Estamos na década de 2020. Escolas inteiras proíbem sanduíches de manteiga de amendoim e geleia porque talvez uma criança possa ter alergia. Os pais recebem visitas dos serviços de proteção do condado por deixarem seus filhos brincarem sem supervisão no parque do outro lado da rua. Os ginásios na selva são uma espécie em extinção. E os alunos da terceira série são ensinados a não impor construções cisnormativas, muito menos comportamentos, a ninguém ou a alguma coisa.

O estranho é que os eventos descritos no primeiro parágrafo (exceto o de GI Joe) não estavam realmente acontecendo em grande escala. O triste é que os acontecimentos do segundo parágrafo o são.

É certo que houve crianças – presume-se – que conseguiram ficar presas dentro de frigoríficos aleatórios, daí a televisão anúncios de serviço público (sério, e uma solução dos anos setenta) pedindo ao público que pelo menos tire a alça do aparelho antes de jogá-lo em um aterro ou deixá-lo em um terreno queimado no Bronx.

E é certo que – novamente, supõe-se – uma criança em algum lugar conseguiu se enroscar em um saco de lavagem a seco. Quanto ao problema do balde, esse é bastante difícil de compreender, mas deve ter acontecido pelo menos uma vez para gerar o processo que forçou os fabricantes a colocar avisos de afogamento – completos com uma representação gráfica da criança inepta – nos seus baldes. 

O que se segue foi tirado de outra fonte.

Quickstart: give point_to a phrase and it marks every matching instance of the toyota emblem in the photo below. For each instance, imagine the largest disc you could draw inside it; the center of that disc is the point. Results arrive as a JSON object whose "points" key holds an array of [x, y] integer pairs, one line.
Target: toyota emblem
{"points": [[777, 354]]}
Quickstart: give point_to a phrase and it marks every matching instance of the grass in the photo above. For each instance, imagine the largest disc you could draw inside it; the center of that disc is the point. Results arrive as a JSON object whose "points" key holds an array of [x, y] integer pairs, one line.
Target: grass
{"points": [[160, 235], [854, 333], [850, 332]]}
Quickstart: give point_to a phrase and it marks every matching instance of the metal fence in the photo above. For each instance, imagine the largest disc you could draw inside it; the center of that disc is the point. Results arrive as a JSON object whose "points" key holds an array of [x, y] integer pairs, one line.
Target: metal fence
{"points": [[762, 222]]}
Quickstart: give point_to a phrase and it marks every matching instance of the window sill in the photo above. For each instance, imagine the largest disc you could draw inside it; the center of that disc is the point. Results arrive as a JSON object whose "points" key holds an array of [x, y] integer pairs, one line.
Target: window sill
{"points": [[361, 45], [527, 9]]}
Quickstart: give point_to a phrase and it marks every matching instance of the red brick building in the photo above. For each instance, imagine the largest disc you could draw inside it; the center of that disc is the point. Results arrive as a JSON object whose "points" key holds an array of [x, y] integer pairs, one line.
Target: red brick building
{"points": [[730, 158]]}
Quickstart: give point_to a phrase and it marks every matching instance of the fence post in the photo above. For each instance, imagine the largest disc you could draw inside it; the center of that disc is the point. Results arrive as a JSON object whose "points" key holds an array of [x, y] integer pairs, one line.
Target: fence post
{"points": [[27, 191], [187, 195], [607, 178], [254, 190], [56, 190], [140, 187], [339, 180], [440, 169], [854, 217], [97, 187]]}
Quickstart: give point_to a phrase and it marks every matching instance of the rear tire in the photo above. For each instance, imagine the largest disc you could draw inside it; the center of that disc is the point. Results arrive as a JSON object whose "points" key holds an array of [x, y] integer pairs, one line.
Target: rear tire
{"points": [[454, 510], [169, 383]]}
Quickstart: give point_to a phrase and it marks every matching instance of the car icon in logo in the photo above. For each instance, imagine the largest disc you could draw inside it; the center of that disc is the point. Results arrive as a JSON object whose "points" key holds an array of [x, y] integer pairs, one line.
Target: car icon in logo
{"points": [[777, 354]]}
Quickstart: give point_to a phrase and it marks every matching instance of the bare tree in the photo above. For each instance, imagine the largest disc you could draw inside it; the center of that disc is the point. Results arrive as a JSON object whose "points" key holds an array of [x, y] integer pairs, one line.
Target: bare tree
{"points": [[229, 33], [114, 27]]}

Quer tenha sido causado pelas desventuras dos filhos de Darwin, pelo sempre crescente campo de litígios de danos pessoais, por uma mídia sensacionalista que escolhe a dedo, pela incapacidade da humanidade de compreender estatísticas, ou alguma combinação disso, a sociedade claramente mudou drasticamente de uma abordagem relativamente laissez-faire aos perigos comuns – não apenas a um modelo de aversão ao risco ou de redução de risco – à eliminação codificada do risco.

Houve uma vez a sensação de que casos difíceis resultavam em leis ruins; parece agora que prevalece o conceito de que qualquer caso deve constituir lei imediata.

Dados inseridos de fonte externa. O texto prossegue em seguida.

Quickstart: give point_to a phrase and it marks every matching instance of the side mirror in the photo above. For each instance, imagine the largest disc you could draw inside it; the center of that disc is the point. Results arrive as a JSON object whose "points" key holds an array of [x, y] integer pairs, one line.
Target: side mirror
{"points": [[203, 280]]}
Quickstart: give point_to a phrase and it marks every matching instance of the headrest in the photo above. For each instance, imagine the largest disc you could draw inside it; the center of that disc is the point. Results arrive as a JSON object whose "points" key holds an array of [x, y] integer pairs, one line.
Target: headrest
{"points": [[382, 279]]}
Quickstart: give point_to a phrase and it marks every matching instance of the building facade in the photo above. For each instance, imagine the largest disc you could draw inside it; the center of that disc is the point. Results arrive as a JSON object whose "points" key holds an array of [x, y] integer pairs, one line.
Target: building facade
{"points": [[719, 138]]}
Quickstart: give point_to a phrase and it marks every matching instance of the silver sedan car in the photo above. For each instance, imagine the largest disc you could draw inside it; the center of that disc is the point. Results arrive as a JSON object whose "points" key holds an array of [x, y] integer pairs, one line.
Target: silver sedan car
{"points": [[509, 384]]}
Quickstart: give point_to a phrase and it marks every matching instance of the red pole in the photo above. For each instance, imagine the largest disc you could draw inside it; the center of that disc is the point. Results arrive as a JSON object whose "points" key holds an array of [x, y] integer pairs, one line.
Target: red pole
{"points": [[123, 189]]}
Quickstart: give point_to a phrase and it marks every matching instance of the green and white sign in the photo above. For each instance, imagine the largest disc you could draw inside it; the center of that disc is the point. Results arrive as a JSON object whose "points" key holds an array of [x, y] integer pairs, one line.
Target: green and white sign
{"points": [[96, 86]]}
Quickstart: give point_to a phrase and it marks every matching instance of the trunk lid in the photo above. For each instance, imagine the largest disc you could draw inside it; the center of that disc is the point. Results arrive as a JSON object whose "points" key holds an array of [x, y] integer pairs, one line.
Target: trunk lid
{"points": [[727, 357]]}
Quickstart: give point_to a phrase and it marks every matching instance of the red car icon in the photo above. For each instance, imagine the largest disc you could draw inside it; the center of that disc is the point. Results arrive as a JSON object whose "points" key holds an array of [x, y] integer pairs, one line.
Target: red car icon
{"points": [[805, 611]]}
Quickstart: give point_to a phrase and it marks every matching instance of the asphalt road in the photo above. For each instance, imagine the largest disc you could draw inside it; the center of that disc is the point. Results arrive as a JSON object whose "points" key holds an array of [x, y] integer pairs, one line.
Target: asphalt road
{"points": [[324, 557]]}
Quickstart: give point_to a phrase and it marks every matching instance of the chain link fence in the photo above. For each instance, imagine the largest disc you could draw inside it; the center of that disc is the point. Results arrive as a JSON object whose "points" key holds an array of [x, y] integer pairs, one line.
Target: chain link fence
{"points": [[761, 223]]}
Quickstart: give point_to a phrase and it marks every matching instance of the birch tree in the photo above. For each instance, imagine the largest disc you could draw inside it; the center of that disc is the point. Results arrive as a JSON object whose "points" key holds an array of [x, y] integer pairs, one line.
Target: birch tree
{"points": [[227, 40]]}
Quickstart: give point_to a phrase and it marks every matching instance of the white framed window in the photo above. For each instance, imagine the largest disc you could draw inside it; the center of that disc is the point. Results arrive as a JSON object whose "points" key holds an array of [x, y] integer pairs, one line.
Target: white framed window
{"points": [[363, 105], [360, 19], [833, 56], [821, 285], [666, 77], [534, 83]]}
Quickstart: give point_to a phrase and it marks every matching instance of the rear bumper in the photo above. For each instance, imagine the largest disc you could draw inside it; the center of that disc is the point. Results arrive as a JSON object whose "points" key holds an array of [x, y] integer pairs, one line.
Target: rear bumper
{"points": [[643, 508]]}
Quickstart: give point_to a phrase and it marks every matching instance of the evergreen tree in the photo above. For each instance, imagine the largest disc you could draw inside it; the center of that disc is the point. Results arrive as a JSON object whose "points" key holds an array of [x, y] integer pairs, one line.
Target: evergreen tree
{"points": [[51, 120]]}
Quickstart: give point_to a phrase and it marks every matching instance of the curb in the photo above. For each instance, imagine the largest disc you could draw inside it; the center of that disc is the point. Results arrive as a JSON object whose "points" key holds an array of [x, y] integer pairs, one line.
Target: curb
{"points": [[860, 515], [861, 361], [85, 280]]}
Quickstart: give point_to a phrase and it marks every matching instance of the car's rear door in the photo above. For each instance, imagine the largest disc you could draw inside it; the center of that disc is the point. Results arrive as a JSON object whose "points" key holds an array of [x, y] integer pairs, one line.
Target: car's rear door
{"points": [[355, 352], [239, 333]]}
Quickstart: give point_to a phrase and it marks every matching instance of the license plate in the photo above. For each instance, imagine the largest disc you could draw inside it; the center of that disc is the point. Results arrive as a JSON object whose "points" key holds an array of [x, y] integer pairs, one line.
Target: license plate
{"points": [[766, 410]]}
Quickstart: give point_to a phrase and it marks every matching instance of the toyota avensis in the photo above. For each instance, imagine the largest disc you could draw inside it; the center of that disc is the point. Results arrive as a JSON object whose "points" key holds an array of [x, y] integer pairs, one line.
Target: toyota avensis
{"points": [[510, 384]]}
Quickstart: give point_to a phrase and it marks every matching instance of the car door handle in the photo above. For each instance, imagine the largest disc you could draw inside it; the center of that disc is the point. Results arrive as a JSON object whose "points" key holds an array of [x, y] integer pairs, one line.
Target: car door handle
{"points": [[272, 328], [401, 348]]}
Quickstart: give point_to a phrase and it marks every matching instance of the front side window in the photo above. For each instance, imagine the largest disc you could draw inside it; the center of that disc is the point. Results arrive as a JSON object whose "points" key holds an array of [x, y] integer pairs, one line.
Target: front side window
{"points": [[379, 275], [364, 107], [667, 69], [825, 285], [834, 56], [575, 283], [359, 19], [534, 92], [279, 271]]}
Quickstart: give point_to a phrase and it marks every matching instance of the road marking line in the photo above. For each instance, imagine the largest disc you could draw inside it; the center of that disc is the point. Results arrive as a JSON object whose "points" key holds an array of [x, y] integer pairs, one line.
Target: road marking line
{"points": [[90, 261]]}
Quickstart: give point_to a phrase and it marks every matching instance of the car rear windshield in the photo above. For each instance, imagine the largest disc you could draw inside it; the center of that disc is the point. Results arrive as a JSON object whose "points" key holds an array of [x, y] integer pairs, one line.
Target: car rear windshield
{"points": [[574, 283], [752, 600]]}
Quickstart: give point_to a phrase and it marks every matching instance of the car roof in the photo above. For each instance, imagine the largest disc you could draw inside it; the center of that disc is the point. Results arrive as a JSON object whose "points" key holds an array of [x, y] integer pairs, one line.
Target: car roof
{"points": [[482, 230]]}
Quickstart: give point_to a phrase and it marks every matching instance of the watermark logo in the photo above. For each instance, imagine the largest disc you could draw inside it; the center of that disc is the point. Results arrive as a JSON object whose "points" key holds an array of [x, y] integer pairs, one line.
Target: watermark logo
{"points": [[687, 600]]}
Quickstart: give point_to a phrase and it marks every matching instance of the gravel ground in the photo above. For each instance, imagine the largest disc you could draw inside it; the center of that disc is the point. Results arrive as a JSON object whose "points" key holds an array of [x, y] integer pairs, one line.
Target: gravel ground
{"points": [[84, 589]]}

O processo começou com algumas noções de bom senso bastante necessárias - dirigir embriagado não é legal, despejar lixo tóxico em riachos de salmão pode não ser uma coisa boa, fumar realmente pode matar você, então pare, não coma tinta com chumbo, etc. estas foram as partes fáceis e as organizações e forças por detrás da sua implementação rapidamente perceberam que se as pessoas começassem a ser mais sensatas em geral, a necessidade da sociedade pelos seus contributos, conhecimentos e serviços – a sua mão orientadora – diminuiria por definição.  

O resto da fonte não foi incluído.